In particular, a lack of international standards, with insufficient clarity over what constitutes a transition bond, has held back uptake and led to worries that companies might indulge in “transition washing” (similar to “greenwashing”). This could become even more of a problem in future as the stakes rise. For example, some transition bond deals have been criticized for not aligning with the goals of the Paris climate agreement. Other companies have used funds raised to pay for routine upgrades rather than significantly reducing their carbon footprint.

The classification of transition bonds also causes debate within the ESG bond market. At present, transition bonds are classified as both use-of-proceeds bonds and SLBs. While some practitioners believe that SLBs and loans are a subset of transition finance, others think that transition finance should just be a subset of sustainability-linked finance. Transition bonds are likely to be treated as SLBs.


International guidance

In December 2020, the Switzerland-based industry trade group International Capital Market Association (ICMA) published the “Climate Transition Finance Handbook,” a set of guidelines for the process of issuing a transition bond, to improve transparency. This guide states that transition bonds should stipulate how the funding received will be used to support the Paris climate agreement. However, the ICMA decided not to include “transition bond principles” in its guidance as it felt that existing instruments provided enough fundraising opportunities for transitioning companies. Many issuers from carbon-intensive industries prefer to issue SLBs (with no explicit transition labeling) to raise funds.

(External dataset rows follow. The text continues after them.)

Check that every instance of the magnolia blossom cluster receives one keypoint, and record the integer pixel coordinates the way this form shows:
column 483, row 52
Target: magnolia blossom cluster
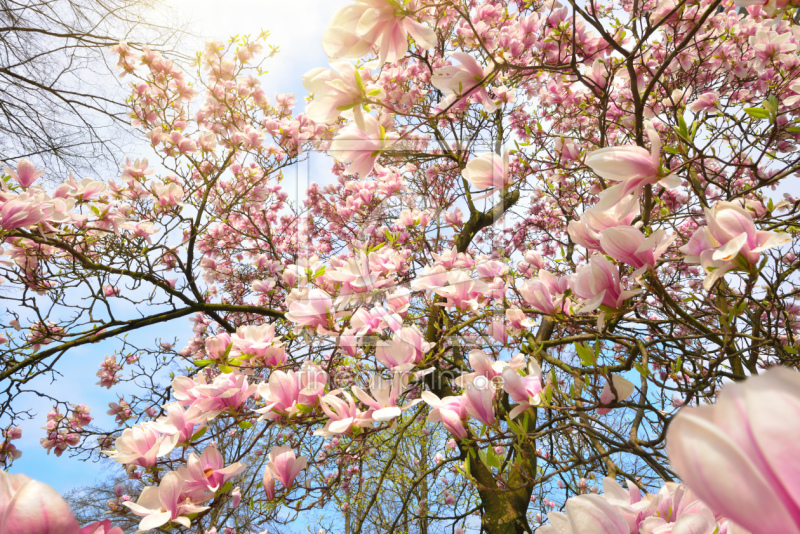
column 7, row 449
column 64, row 431
column 618, row 511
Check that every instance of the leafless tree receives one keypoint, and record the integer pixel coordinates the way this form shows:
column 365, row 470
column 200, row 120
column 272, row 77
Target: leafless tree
column 61, row 103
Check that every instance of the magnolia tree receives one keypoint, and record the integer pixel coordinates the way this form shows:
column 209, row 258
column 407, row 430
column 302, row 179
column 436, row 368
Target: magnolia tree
column 548, row 227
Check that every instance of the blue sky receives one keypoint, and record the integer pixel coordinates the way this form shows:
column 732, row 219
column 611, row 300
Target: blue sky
column 296, row 27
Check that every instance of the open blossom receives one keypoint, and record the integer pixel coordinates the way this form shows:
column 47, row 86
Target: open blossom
column 488, row 171
column 31, row 507
column 25, row 174
column 729, row 241
column 545, row 293
column 486, row 367
column 463, row 80
column 181, row 422
column 674, row 509
column 396, row 354
column 163, row 504
column 462, row 291
column 360, row 147
column 593, row 222
column 357, row 28
column 623, row 388
column 259, row 342
column 450, row 411
column 142, row 445
column 598, row 283
column 108, row 372
column 207, row 473
column 285, row 466
column 286, row 390
column 739, row 455
column 342, row 414
column 337, row 90
column 383, row 402
column 228, row 391
column 311, row 309
column 23, row 210
column 632, row 166
column 629, row 245
column 479, row 400
column 524, row 390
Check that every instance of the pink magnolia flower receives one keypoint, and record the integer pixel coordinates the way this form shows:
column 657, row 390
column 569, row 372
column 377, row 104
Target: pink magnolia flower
column 729, row 241
column 228, row 391
column 356, row 28
column 281, row 393
column 597, row 219
column 485, row 367
column 598, row 283
column 269, row 483
column 462, row 81
column 259, row 342
column 337, row 91
column 31, row 507
column 361, row 147
column 383, row 403
column 488, row 171
column 632, row 166
column 587, row 513
column 523, row 390
column 24, row 210
column 285, row 466
column 342, row 414
column 545, row 293
column 629, row 245
column 217, row 346
column 313, row 309
column 462, row 291
column 674, row 509
column 236, row 497
column 623, row 387
column 142, row 445
column 739, row 455
column 396, row 354
column 180, row 422
column 708, row 102
column 479, row 400
column 101, row 527
column 26, row 173
column 206, row 473
column 450, row 411
column 164, row 504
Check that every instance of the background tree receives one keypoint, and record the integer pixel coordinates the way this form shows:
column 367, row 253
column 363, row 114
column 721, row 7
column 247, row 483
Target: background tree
column 61, row 103
column 549, row 227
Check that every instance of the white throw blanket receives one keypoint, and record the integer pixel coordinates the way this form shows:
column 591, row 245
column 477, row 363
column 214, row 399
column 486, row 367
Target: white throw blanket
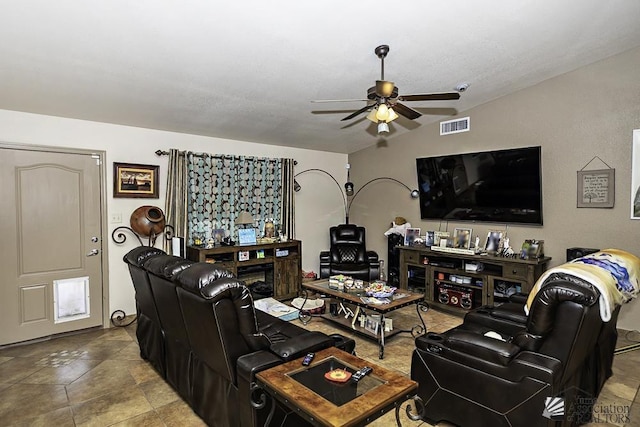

The non-profit CBI wants to tackle important issues such as false marketing and help to clarify the authenticity and purpose of transition bonds. It aims to develop a transition framework and labeling system for EU heavy industry, focusing on climate transition plans in line with the EU’s net-zero targets. The CBI is working to establish a set of definitions as to what qualifies as an investment under the transition bond framework across four priority sectors — chemicals, metals and mining, plastics, and oil and gas. This will include definitions of transition assets and projects. It will clarify the targets that companies should meet, such as company-wide emissions reductions, for them to be allowed to issue transition bonds.


As companies focus on the need to decarbonize their operations, investors become more familiar with the structure of transition bonds, and clarity surrounding the instruments increases, the market seems set for substantial growth.